The Tor network consists of thousands of onion routers (known as Tor nodes) which are used to conceal a user’s location from the destination, usually a website or web server. The anonymity that this concealment provides may assist users to stay hidden from trackers and censorship filters, although it should be noted that some tracking technologies, such as website cookies, continue to be effective.

Tor exit nodes, relays and bridges

Tor nodes fall into four categories:

• Tor exit nodes: A Tor exit node is the last Tor node that traffic passes through in the Tor network before exiting onto the internet.
• Tor guard nodes: A Tor guard node is the point of entry into the Tor network.
• Tor middle nodes: A Tor middle node is a Tor node that sits in the middle of the Tor network between a Tor guard node and a Tor exit node. A message can interact with multiple Tor middle nodes before reaching a Tor exit node.
• Tor bridge nodes: A Tor bridge node is a specific type of Tor guard node that is not listed on the public directory of Tor nodes.

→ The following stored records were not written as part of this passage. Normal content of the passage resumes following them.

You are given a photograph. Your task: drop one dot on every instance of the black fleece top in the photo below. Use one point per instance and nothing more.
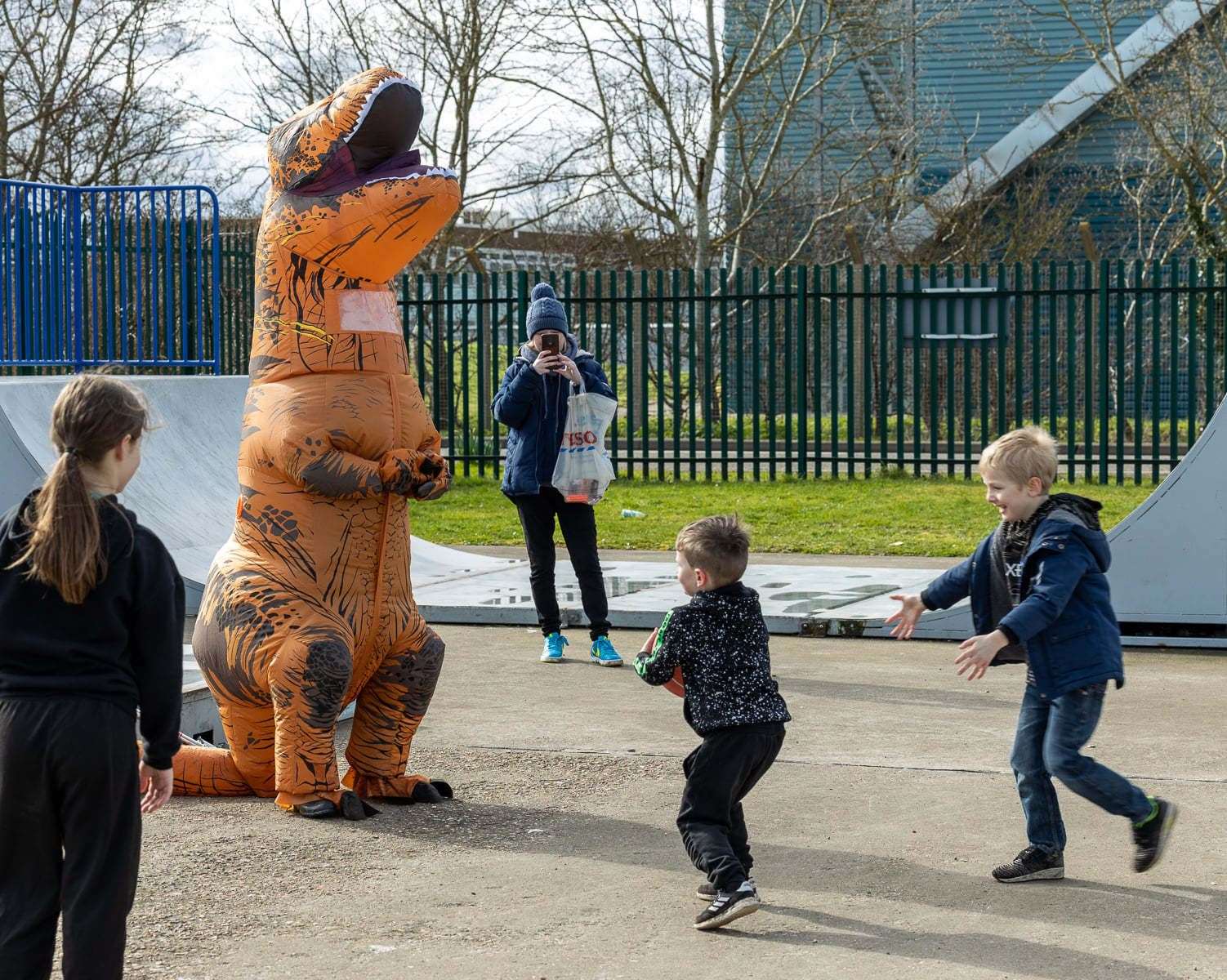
(124, 644)
(719, 640)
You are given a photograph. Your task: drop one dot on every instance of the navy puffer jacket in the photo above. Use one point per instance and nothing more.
(1065, 616)
(534, 408)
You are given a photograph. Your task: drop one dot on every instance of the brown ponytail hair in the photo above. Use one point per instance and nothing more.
(91, 416)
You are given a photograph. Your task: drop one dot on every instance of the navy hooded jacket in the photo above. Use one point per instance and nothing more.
(1065, 615)
(534, 408)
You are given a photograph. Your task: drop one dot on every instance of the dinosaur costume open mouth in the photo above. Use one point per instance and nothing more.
(377, 147)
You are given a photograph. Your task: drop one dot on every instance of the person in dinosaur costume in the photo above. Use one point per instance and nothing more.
(308, 606)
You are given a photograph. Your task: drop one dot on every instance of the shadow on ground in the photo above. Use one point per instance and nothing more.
(1158, 911)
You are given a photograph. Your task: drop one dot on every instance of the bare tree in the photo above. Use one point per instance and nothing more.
(88, 91)
(709, 118)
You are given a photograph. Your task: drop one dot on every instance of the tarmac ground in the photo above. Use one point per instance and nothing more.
(872, 837)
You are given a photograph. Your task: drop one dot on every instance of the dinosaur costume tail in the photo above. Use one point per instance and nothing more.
(210, 772)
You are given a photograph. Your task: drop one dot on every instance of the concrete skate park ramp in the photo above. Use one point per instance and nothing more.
(185, 490)
(1168, 569)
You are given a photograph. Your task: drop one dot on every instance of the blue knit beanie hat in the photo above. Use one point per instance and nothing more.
(545, 310)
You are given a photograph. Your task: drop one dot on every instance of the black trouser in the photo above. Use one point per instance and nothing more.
(70, 835)
(578, 524)
(719, 773)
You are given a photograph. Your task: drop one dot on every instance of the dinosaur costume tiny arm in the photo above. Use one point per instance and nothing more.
(308, 457)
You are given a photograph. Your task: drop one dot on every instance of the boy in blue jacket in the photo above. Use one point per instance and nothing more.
(1039, 595)
(532, 401)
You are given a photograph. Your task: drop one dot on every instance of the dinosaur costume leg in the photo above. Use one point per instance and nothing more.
(390, 708)
(246, 769)
(308, 677)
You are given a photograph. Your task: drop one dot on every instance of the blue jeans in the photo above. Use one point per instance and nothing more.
(1051, 733)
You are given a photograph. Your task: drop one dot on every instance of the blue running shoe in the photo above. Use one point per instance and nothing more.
(552, 650)
(603, 653)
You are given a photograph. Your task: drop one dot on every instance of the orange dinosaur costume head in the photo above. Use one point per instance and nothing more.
(308, 606)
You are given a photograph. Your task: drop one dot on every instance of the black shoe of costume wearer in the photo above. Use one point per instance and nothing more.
(1150, 840)
(707, 891)
(352, 808)
(726, 906)
(1031, 865)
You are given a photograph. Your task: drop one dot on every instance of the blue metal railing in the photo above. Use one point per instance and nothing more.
(110, 274)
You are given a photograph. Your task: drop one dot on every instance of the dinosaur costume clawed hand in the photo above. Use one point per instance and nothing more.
(308, 606)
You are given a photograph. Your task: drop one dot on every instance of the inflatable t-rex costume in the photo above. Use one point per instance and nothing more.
(308, 606)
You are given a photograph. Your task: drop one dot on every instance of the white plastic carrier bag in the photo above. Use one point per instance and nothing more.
(583, 471)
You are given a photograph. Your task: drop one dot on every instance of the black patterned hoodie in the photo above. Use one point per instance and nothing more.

Involvement of the Tor network in cyber attacks

When conducting malicious activities, malicious actors often take care in planning the infrastructure that will be used to conduct their campaigns. By carefully choosing infrastructure from which to conduct reconnaissance and attacks, malicious actors reduce the risk of detection and attribution. The Tor network provides malicious actors with these capabilities for free and with minimal setup. Further, the activities of other users helps to obfuscate malicious actors’ activities.

The Tor network provides malicious actors with a multitude of source locations from which to conduct malicious activities against their targets. By ensuring that different Tor exit nodes are used, malicious actors are able to make it more difficult for defenders to correlate activity (as malicious actors may use thousands of different Tor exit nodes to conduct their operations), block activity (blocking individual IP addresses is ineffective when malicious actors can counter the move easily), avoid takedown and other lawful mechanisms aimed at disrupting malicious activity, and create barriers to attribution.

The Australian Signals Directorate (ASD) recommends organisations block traffic from Tor exit nodes to their internet-exposed services provided this will not meaningfully impact accessibility for significant numbers of legitimate users.

The use of the Tor network by malicious actors can be aligned with MITRE’s ATT&CK for Enterprise framework. For example:

• TA0043 - Reconnaissance: The Tor network can be used by malicious actors to select targets for further activities. This includes using the Tor network to scan large ranges of potential targets to prevent attribution to a specific malicious actor.
• TA0001 - Initial Access: The Tor network can be used to gain an initial foothold on a network. This is usually accomplished by using the Tor network to send malicious traffic to exploit internet-exposed services.
• TA0011 - Command and Control: The Tor network can be used for outbound communications to command and control servers.
• TA0010 - Exfiltration: The Tor network can be used to exfiltrate information out of an environment.
• TA0040 - Impact: The Tor network can be used in denial-of-service attacks.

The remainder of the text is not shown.